Aging brings with it a host of life changes, from how our bodies work to how people interact with us. It’s typical to lose some mental sharpness over the years. In fact, some studies suggest that people’s mental skills can begin to dull in their late 20s, with a steeper decline in their 60s and beyond.
These mental skills are our most powerful tools for keeping our independence and having a satisfying life in our golden years. This may be especially important if we live alone or with diminished social interaction in an aging in place program.
Many of the challenges we face as we age are actually the same as we put effort into all of our lives. We sharpen up to react quickly in a crisis, and to come up with the right words when talking. We put effort into dividing attention between different tasks, and to perform tasks step by step, as well as placing awareness on listening and comprehension.
Memory is something we have to focus more on as we age and accumulate more memories, to remember past events and to commit something new to memory. We deal with problem-solving strategies, and use mathematical and technical skills. It’s only as we age that we have to think more deliberately about keeping all these faculties well tuned. So what should you be doing to keep these skills sharp?
Agile Minds Keep Moving
Physical activity, especially outside, is great for the body and mind. Even a brisk 15-minute stroll in the park flushes your brain with oxygen, lowers stress levels, and boosts your mood. People who exercise regularly can enjoy an improved memory and may think more clearly about novel problems.
Any activity will do, but aerobic workouts like dancing or jogging have the greatest benefit. Remember to talk to your doctor before beginning an exercise regimen.
Healthy Diets, Healthy Brains
A balanced, nutrient-rich diet gives your brain the building blocks it needs to function at its best. Remember that water is part of your diet – between 17% and 28% of older adults experience dehydration. Some of the first symptoms are poor alertness and fuzzy thinking.
Try to maintain a healthy weight and healthy blood pressure as well. This will lower your chance of stroke and ischemic (mini) stroke, which are some of the biggest contributors to cognitive decline in seniors.
Do you need to follow a specific diet? Not really. A lot of studies have focused on the Mediterranean and DASH diets. However, if you’re eating produce, lean protein, and healthy fats and are going easy on the treats, you’re on the right track.
Build Brainpower with Friendships
Research suggests that people who socialize more have a lower risk of developing dementia. Why? Interpersonal relationships act like a brain workout. You stimulate your mind by meeting new people in new places. Communication skills are built as you talk and debate other points of view. Social activities like senior classes and volunteering increase self-sufficiency and instill purpose. Finally, a strong social net helps people bounce back from brain-draining depression.
Quality is more important than quantity here. You’ll see more benefits from a close circle of friends than a long address book of people you haven’t talked to in a year. If you’re like many Americans who are planning on aging in place in the final home that you buy, having a social life will be very important.
Ban Stress and Embrace Sleep
High stress and resulting poor sleep wreak havoc on the brain. In fact, people of all ages will experience short-term cognitive decline when they’re bombarded with long-term stress. Poor sleep causes your ability to remember, learn and function to plummet.
It’s productive to relax before bedtime with habits and routines, such as avoiding electronics for an hour before bed, spending that time reading or catching up with loved ones. Sipping a hot, caffeine-free beverage, taking a bath, meditation or prayer are all habits of lifestyle that prove valuable at any age. You can set your medical alert system or smart watch to give you reminders at the right time.

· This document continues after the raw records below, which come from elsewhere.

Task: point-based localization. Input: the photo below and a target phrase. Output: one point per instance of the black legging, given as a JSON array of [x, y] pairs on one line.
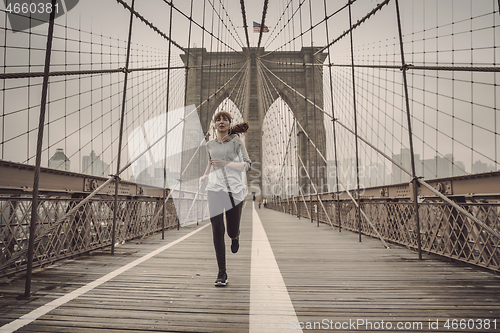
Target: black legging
[[218, 202]]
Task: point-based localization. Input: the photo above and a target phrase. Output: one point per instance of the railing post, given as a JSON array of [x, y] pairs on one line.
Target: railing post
[[404, 68], [41, 123], [358, 208], [120, 141]]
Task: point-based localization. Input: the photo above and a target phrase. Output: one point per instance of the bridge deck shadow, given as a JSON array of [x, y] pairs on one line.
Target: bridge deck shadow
[[331, 278]]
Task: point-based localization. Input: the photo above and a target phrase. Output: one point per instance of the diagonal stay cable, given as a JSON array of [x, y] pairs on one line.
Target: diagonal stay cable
[[347, 191], [199, 26], [314, 186], [245, 25], [442, 196], [149, 24], [108, 71]]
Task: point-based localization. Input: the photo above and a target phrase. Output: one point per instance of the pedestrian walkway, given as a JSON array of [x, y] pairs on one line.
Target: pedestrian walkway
[[288, 275]]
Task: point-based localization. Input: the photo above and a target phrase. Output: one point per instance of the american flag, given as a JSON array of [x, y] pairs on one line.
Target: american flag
[[256, 27]]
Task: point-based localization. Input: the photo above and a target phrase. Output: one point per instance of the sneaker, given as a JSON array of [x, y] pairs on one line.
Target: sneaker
[[221, 279], [235, 245]]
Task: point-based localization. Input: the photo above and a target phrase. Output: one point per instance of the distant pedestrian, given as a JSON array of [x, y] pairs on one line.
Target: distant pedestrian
[[226, 188]]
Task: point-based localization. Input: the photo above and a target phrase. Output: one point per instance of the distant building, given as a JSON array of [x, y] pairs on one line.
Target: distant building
[[480, 167], [59, 160], [92, 165]]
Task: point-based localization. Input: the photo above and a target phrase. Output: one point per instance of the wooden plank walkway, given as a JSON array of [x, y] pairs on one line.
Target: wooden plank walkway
[[334, 282]]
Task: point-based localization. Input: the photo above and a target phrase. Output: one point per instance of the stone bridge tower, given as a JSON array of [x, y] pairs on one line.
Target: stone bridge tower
[[226, 72]]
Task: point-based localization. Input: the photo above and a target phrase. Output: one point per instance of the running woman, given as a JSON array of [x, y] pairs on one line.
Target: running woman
[[226, 187]]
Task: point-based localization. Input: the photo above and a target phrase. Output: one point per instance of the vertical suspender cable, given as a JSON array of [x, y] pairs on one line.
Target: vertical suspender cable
[[336, 189], [120, 140], [41, 123], [315, 167], [410, 134], [201, 94], [358, 215]]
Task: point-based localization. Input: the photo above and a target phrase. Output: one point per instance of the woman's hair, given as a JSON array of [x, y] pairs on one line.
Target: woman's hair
[[236, 129]]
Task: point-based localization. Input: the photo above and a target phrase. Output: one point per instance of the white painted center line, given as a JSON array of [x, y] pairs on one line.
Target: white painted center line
[[37, 313], [271, 309]]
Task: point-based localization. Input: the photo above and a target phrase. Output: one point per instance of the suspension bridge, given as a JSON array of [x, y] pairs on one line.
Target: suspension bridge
[[374, 141]]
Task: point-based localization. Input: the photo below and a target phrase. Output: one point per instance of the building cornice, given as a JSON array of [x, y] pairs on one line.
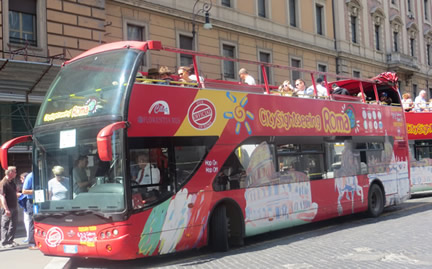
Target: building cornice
[[172, 12]]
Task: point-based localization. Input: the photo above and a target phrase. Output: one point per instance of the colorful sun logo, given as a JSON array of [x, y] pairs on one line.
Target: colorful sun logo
[[240, 114]]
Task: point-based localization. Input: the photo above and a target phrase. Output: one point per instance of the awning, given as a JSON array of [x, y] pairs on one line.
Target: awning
[[23, 81]]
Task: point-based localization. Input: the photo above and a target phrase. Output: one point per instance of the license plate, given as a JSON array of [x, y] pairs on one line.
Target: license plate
[[70, 249]]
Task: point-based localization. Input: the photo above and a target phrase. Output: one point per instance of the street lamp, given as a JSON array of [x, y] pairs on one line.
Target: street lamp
[[205, 8]]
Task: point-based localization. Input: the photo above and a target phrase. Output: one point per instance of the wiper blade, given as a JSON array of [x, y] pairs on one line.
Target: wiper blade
[[88, 211]]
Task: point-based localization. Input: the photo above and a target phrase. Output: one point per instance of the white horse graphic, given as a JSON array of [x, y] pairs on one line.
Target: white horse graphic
[[347, 185]]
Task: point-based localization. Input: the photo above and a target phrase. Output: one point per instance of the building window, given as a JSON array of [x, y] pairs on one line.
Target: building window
[[265, 57], [186, 42], [262, 8], [322, 68], [356, 74], [395, 41], [226, 3], [22, 22], [229, 66], [319, 19], [428, 55], [377, 37], [293, 12], [294, 73], [19, 119], [354, 29], [136, 32], [412, 47]]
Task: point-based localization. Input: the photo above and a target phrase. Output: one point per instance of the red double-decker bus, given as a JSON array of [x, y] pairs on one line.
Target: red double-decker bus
[[125, 169], [419, 127]]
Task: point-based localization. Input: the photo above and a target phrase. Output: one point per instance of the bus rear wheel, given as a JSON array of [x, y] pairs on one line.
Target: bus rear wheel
[[219, 230], [375, 201]]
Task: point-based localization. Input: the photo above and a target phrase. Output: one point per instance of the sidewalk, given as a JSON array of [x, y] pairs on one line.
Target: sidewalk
[[22, 257]]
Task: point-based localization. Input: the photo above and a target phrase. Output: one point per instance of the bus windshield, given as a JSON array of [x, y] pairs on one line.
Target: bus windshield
[[71, 177], [92, 86]]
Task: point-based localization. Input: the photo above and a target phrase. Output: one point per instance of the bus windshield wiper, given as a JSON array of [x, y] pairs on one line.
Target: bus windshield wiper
[[93, 212]]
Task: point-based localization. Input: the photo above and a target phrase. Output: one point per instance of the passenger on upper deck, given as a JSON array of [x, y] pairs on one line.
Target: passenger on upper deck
[[321, 89], [407, 102], [286, 89], [165, 74], [339, 90], [420, 101], [245, 77], [300, 88], [184, 73], [385, 99]]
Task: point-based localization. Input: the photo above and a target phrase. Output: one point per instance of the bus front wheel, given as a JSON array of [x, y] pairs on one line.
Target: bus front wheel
[[375, 201], [219, 231]]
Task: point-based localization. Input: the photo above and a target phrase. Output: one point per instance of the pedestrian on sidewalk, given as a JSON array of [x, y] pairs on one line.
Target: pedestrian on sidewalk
[[28, 192], [22, 201], [9, 211]]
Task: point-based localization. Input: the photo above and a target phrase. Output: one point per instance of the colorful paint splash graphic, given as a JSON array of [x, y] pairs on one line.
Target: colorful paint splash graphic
[[240, 114], [349, 110]]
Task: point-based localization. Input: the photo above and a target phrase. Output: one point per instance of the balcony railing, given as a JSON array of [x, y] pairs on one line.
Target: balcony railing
[[402, 60]]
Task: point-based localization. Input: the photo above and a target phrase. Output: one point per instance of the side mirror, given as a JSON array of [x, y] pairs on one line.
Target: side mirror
[[104, 139], [7, 145]]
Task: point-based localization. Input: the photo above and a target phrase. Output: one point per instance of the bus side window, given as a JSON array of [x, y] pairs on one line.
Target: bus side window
[[232, 174]]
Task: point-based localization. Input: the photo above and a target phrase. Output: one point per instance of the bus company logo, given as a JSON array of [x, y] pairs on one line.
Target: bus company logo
[[202, 114], [54, 237], [159, 107]]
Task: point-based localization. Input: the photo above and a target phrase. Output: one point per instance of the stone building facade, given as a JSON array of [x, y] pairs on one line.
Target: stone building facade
[[359, 38]]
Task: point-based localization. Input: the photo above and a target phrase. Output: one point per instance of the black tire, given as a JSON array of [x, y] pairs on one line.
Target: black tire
[[375, 201], [219, 230]]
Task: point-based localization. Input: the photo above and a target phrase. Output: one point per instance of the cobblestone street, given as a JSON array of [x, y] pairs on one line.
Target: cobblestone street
[[400, 238]]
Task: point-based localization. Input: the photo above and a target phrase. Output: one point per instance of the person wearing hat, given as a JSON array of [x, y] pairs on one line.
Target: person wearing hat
[[165, 74]]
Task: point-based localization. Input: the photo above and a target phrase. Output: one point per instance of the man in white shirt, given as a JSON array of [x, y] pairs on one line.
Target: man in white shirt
[[245, 77], [148, 173], [321, 89]]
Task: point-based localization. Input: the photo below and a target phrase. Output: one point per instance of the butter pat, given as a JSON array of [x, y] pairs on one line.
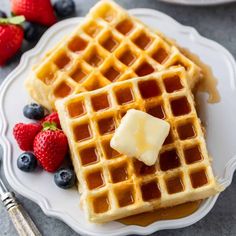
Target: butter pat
[[140, 135]]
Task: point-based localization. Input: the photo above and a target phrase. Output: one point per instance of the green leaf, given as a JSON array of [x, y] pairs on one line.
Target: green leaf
[[16, 20]]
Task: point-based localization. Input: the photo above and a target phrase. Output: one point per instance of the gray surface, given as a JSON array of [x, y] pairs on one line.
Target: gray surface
[[217, 23]]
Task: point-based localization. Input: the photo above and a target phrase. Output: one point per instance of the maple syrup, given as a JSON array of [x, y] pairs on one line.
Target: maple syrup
[[169, 213], [208, 83]]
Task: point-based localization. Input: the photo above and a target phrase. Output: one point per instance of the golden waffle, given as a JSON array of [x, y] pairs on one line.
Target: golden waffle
[[113, 185], [109, 45]]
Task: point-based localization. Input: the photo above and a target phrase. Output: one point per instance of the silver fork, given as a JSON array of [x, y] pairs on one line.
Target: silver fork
[[23, 223]]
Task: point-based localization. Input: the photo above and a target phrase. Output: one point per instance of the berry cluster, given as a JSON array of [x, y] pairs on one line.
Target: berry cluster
[[29, 17], [43, 141]]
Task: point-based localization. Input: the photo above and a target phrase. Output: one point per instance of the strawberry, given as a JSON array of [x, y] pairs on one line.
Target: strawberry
[[11, 37], [53, 117], [25, 134], [50, 147], [39, 11]]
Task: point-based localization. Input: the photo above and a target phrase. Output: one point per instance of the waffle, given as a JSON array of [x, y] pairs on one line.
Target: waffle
[[114, 186], [109, 45]]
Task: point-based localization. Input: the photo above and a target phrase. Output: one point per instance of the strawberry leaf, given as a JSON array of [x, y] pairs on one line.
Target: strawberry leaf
[[16, 20]]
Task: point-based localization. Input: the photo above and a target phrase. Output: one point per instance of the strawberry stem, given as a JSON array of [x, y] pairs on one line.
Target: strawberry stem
[[16, 20], [50, 126]]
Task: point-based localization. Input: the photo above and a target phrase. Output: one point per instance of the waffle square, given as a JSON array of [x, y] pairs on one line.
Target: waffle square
[[113, 185], [109, 45]]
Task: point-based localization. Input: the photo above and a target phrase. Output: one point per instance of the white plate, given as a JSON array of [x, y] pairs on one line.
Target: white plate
[[64, 205], [199, 2]]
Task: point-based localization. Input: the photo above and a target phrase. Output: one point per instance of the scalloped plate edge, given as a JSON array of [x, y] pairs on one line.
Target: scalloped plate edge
[[43, 202]]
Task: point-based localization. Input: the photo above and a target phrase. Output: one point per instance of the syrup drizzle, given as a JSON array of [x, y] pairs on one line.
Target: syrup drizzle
[[208, 83], [170, 213]]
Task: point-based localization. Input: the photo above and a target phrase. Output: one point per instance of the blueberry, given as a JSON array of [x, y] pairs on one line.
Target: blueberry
[[64, 8], [3, 14], [27, 162], [33, 111], [31, 31], [64, 178]]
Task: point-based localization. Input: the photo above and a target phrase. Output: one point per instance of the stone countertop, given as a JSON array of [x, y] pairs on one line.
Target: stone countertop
[[215, 22]]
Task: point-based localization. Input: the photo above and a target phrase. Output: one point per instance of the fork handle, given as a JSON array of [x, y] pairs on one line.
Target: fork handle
[[20, 218]]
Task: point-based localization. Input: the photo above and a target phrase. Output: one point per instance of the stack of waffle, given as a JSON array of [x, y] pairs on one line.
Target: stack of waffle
[[108, 46], [94, 70]]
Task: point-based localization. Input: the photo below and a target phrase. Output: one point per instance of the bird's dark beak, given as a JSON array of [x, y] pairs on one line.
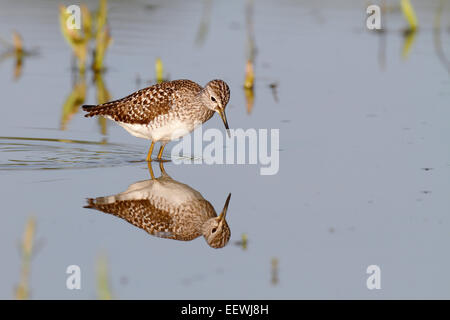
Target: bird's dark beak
[[224, 119], [225, 208]]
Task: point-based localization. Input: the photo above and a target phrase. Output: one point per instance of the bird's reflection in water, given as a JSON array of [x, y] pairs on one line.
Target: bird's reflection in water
[[167, 208]]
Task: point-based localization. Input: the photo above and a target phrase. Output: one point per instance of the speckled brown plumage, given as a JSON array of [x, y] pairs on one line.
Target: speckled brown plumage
[[166, 208], [166, 111], [145, 105], [175, 98], [185, 224]]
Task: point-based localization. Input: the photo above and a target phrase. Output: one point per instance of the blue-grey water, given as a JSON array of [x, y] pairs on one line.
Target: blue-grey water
[[364, 175]]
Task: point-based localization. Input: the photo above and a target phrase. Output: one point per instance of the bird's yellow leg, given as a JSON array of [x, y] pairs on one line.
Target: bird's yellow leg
[[161, 167], [150, 169], [161, 150], [149, 155]]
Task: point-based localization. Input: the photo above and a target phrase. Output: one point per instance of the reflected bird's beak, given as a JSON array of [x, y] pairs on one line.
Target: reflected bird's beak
[[224, 119], [225, 208]]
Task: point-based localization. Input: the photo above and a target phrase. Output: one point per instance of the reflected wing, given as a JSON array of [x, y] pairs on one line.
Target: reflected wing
[[140, 213]]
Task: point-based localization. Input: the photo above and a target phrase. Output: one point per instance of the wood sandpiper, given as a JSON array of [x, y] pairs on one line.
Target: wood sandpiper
[[167, 208], [166, 111]]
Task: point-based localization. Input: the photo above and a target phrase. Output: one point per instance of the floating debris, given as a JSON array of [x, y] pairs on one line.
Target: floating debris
[[22, 291]]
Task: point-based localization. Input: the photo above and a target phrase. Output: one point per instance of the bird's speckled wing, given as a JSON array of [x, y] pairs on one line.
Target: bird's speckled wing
[[140, 213], [143, 106]]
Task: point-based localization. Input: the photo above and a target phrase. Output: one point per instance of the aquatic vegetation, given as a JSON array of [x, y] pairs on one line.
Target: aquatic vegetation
[[103, 96], [73, 102], [16, 51], [79, 39], [22, 291], [249, 72], [103, 37], [407, 44]]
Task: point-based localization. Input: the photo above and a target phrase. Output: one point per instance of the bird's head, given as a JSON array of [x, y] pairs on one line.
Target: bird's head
[[216, 230], [215, 96]]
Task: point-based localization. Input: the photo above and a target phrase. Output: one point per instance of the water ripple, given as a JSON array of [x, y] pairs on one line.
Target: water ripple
[[21, 153]]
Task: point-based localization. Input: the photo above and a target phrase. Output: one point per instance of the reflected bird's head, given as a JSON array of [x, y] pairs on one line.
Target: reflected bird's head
[[216, 230], [215, 96]]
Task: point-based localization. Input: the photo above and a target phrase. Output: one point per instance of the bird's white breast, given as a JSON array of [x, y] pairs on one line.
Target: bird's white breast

Physical routines are good too, with gentle stretches to work out the knots in your shoulders, cuddle time with a pet or person. Some people keep a gratitude journal of good things that happened today, or vent their stress into a worry journal, to be set aside deliberately before sleep.
Learn Something New
Learning new skills and hobbies challenges your brain on multiple levels, from processing information to memory building and beyond. Look for skills that require you to actively engage. Two of the most effective ones are learning languages and playing an instrument.
Picking up a second language isn’t the easiest task in the world, but it enhances your brain’s elasticity and helps you process information faster. Think you missed the boat because you didn’t learn as a kid? Think again! Even seniors can get the basics down. Some of the easiest languages for English speakers to pick up include Spanish, Italian, French and German – a European vacation may be in the cards.
Learning to play a musical instrument stimulates minds of any age, helping seniors ward off a decline in speech and listening skills. Dust off your old skills if you once played an instrument, or begin from scratch with one of the more easily learned instruments, such as harmonica, bongo drums, recorder, ukulele or tambourine.
Cognitive Training, Your Way
There is no one special habit or technique that keeps aging minds sharp. Research suggests that a combination of activities repeated over time will slow down cognitive decline and may even reverse it.
You have a buffet of fun hobbies and health-boosting lifestyle changes that can all add up to a sharper mind. As jogging becomes too arduous, donate your running shoes and take up yoga instead, or swap something else in. Load up your life’s plate with many helpings of what you like, investing in a richer, mentally sharper life in your golden years.